I am rebuilding a new docker image with each change on the config file so solr
starts fresh every time.
<requestHandler name="/dataimport" initParams="myInitParams"
class="solr.DataImportHandler">
<lst name="defaults">
<str name="update.chain">add-unknown-fields-to-the-schema</str>
<str name="config">solr-data-config.xml</str>
</lst>
</requestHandler>
still having document like such:
"response":{"numFound":8,"start":0,"docs":[
{
"id":"38822",
"_version_":1542264667720646656},
{
If add add the Body field using the Schema section of the Admin UI, This field
is getting indexed during the dataimport.
It seems that solr.DataImportHandler does not allow the
add-unknown-fields-to-the-schema update.chain.
Pierre
> On 10 Aug 2016, at 18:33, Alexandre Rafalovitch <[email protected]> wrote:
>
> Ok, to reduce the magic, you can just stick "update.chain" parameter
> inside the defaults of the dataimport handler directly.
>
> You can also pass it just as a URL parameter. That's what 'defaults'
> section mean.
>
> And, just to be paranoid, you did reload the core after each of those
> changes to test it? These are not picked up automatically.
>
> Regards,
> Alex.
> ----
> Newsletter and resources for Solr beginners and intermediates:
> http://www.solr-start.com/
>
>
> On 10 August 2016 at 18:28, Pierre Caserta <[email protected]> wrote:
>> It did not work,
>> I tried many things and ended up trying this:
>>
>> <requestHandler name="/dataimport" initParams="myInitParams"
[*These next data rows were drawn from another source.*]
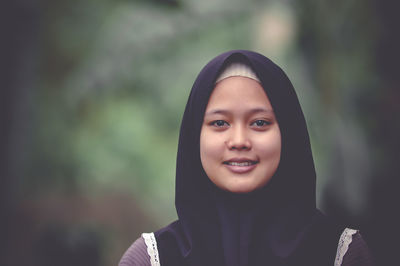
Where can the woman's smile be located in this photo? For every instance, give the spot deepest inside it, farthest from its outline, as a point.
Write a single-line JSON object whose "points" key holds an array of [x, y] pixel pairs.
{"points": [[240, 165]]}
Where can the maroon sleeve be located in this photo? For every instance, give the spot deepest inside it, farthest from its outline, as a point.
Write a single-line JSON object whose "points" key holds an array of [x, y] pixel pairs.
{"points": [[358, 253], [136, 255]]}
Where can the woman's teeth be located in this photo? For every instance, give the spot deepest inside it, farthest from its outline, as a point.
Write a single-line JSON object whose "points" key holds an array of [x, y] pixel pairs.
{"points": [[240, 164]]}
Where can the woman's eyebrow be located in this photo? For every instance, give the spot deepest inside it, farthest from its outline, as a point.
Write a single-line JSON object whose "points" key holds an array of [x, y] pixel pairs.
{"points": [[251, 111], [217, 111]]}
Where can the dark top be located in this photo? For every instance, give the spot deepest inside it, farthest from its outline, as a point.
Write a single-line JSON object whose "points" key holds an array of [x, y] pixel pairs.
{"points": [[358, 254]]}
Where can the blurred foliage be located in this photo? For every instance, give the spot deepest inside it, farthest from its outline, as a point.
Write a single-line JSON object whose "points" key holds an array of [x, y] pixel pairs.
{"points": [[109, 92]]}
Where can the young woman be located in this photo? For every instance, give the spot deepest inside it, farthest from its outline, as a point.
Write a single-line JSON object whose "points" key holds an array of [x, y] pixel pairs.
{"points": [[245, 178]]}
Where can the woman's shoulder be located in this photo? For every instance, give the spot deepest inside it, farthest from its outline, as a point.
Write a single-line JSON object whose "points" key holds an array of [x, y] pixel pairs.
{"points": [[143, 252], [352, 250]]}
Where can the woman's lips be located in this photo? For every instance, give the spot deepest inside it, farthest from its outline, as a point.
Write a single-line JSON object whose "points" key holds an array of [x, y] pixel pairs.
{"points": [[240, 166]]}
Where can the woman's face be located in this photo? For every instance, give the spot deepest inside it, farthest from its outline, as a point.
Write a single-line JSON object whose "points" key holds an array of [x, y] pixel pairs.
{"points": [[240, 140]]}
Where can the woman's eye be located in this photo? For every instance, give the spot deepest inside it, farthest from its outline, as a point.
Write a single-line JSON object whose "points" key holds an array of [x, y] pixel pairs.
{"points": [[219, 123], [261, 123]]}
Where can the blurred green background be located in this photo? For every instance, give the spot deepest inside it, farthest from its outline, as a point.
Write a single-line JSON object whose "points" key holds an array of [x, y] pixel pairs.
{"points": [[94, 92]]}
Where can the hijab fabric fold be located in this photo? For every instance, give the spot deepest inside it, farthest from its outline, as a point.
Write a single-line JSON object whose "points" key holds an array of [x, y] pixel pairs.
{"points": [[275, 225]]}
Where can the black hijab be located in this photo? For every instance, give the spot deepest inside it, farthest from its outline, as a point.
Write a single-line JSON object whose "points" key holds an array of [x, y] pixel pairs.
{"points": [[276, 225]]}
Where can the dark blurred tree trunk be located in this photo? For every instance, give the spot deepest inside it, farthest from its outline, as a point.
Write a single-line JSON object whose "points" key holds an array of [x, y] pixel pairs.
{"points": [[385, 222], [19, 27]]}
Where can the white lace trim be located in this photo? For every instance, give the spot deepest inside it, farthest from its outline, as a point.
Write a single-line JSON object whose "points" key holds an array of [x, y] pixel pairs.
{"points": [[151, 243], [345, 239]]}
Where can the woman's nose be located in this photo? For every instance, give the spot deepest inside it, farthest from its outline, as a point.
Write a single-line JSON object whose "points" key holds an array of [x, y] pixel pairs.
{"points": [[238, 139]]}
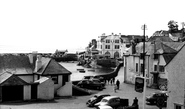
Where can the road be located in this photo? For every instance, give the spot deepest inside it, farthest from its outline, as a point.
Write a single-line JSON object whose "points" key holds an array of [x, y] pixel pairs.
{"points": [[78, 102]]}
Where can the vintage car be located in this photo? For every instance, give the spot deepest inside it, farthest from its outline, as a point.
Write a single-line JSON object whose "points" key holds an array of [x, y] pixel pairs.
{"points": [[95, 99], [156, 96], [90, 84], [113, 101]]}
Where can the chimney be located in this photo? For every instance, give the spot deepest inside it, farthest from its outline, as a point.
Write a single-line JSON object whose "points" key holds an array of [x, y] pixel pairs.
{"points": [[120, 34], [38, 64], [30, 58]]}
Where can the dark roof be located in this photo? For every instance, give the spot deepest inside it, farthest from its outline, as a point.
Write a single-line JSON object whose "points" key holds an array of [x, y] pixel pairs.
{"points": [[161, 33], [54, 68], [175, 45], [16, 64], [160, 39], [162, 49], [168, 57], [128, 38], [9, 79]]}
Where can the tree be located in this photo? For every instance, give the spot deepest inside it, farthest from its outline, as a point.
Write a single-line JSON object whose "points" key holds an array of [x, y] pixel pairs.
{"points": [[173, 26], [139, 84]]}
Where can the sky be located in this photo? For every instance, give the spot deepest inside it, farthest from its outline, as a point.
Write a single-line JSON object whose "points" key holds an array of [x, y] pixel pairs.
{"points": [[47, 25]]}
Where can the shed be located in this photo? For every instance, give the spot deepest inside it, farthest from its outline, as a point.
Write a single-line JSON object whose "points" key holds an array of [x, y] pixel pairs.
{"points": [[11, 87]]}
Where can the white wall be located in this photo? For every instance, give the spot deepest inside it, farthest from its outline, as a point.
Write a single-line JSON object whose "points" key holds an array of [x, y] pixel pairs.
{"points": [[46, 90], [176, 81], [60, 79], [66, 90], [27, 92], [27, 78]]}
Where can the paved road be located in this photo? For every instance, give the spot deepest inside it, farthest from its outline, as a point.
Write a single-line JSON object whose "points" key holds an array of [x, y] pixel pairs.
{"points": [[126, 91]]}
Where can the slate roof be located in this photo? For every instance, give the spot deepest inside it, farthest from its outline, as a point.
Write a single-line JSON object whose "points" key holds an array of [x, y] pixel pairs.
{"points": [[41, 80], [168, 57], [162, 49], [128, 38], [9, 79], [160, 39], [16, 64], [53, 68]]}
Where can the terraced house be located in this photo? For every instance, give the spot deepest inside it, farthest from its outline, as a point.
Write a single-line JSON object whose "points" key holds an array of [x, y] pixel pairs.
{"points": [[31, 77], [109, 45], [158, 54]]}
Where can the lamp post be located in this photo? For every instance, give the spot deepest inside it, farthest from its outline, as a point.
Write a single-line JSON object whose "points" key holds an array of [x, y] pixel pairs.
{"points": [[144, 73]]}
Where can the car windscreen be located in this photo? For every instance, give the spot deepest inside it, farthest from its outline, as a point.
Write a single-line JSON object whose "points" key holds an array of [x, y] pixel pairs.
{"points": [[104, 100]]}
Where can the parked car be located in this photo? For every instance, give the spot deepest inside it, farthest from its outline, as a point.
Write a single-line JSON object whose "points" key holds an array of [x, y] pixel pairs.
{"points": [[113, 101], [99, 81], [95, 99], [90, 84], [104, 107], [87, 77], [154, 97], [95, 79]]}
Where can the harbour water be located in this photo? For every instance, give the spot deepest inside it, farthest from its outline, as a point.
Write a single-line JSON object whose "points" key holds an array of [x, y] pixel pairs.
{"points": [[76, 75]]}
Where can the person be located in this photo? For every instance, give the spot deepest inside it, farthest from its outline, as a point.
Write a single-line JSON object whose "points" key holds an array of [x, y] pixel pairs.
{"points": [[113, 80], [118, 83], [135, 103], [115, 87]]}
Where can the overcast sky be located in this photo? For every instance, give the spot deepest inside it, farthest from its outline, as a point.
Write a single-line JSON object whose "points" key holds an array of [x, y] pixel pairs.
{"points": [[47, 25]]}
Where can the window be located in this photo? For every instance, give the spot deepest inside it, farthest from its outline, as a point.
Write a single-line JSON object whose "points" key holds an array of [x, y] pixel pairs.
{"points": [[155, 56], [65, 79], [116, 41], [161, 68], [55, 79], [141, 55], [155, 67], [177, 106], [107, 41], [107, 46], [116, 46], [141, 68], [136, 67]]}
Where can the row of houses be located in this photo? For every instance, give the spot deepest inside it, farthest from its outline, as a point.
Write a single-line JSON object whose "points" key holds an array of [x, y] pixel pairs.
{"points": [[32, 77], [164, 66], [164, 61]]}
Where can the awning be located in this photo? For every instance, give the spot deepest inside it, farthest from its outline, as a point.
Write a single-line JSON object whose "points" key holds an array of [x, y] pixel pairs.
{"points": [[155, 72]]}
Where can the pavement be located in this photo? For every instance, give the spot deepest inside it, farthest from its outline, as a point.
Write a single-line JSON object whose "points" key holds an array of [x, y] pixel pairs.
{"points": [[78, 102]]}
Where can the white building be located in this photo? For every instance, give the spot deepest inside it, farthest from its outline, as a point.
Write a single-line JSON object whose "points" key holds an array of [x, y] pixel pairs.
{"points": [[110, 45]]}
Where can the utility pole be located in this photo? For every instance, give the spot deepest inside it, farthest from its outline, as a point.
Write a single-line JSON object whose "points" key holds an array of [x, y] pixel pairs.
{"points": [[144, 73]]}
>> class="solr.DataImportHandler">
>> <lst name="defaults">
>> <str name="config">solr-data-config.xml</str>
>> </lst>
>> </requestHandler>
>> <initParams name="myInitParams" path="/update/**,/dataimport">
>> <lst name="defaults">
>> <str name="update.chain">add-unknown-fields-to-the-schema</str>
>> </lst>
>> </initParams>
>>
>> Regards,
>> Pierre
>>
>>> On 10 Aug 2016, at 18:08, Alexandre Rafalovitch <[email protected]> wrote:
>>>
>>> Your initParams section does not apply to /dataimport handler as
>>> defined. Try modifying it to say:
>>> path="/update/**,/dataimport"
>>>
>>> Hopefully, that's all that takes.
>>>
>>> Managed schema is enabled by default, but schemaless mode is the next
>>> layer on top. With managed schema, you can use the API to add your
>>> fields (or new Admin UI in the Schema screen). With schemaless mode,
>>> it tries to guess the field type as it adds it automatically.
>>>
>>>
>>> Regards,
>>> Alex.
>>>
>>> ----
>>> Newsletter and resources for Solr beginners and intermediates:
>>> http://www.solr-start.com/
>>>
>>>
>>> On 10 August 2016 at 18:04, Pierre Caserta <[email protected]> wrote:
>>>> Hi Alex,
>>>> thanks for your answer.
>>>>
>>>> Yes my solrconfig.xml contains the add-unknown-fields-to-the-schema.
>>>>
>>>> <initParams path="/update/**">
>>>> <lst name="defaults">
>>>> <str name="update.chain">add-unknown-fields-to-the-schema</str>
>>>> </lst>
>>>> </initParams>
>>>>
>>>> I created my core using this command:
>>>>
>>>> curl
>>>> http://192.168.99.100:8999/solr/admin/cores?action=CREATE&name=solrexchange&instanceDir=/opt/solr/server/solr/solrexchange&configSet=data_driven_schema_configs_custom
>>>>
>>>> I am using the example configset data_driven_schema_configs and I simply
>>>> added:
>>>>
>>>> <lib dir="${solr.install.dir:../../../..}/dist/"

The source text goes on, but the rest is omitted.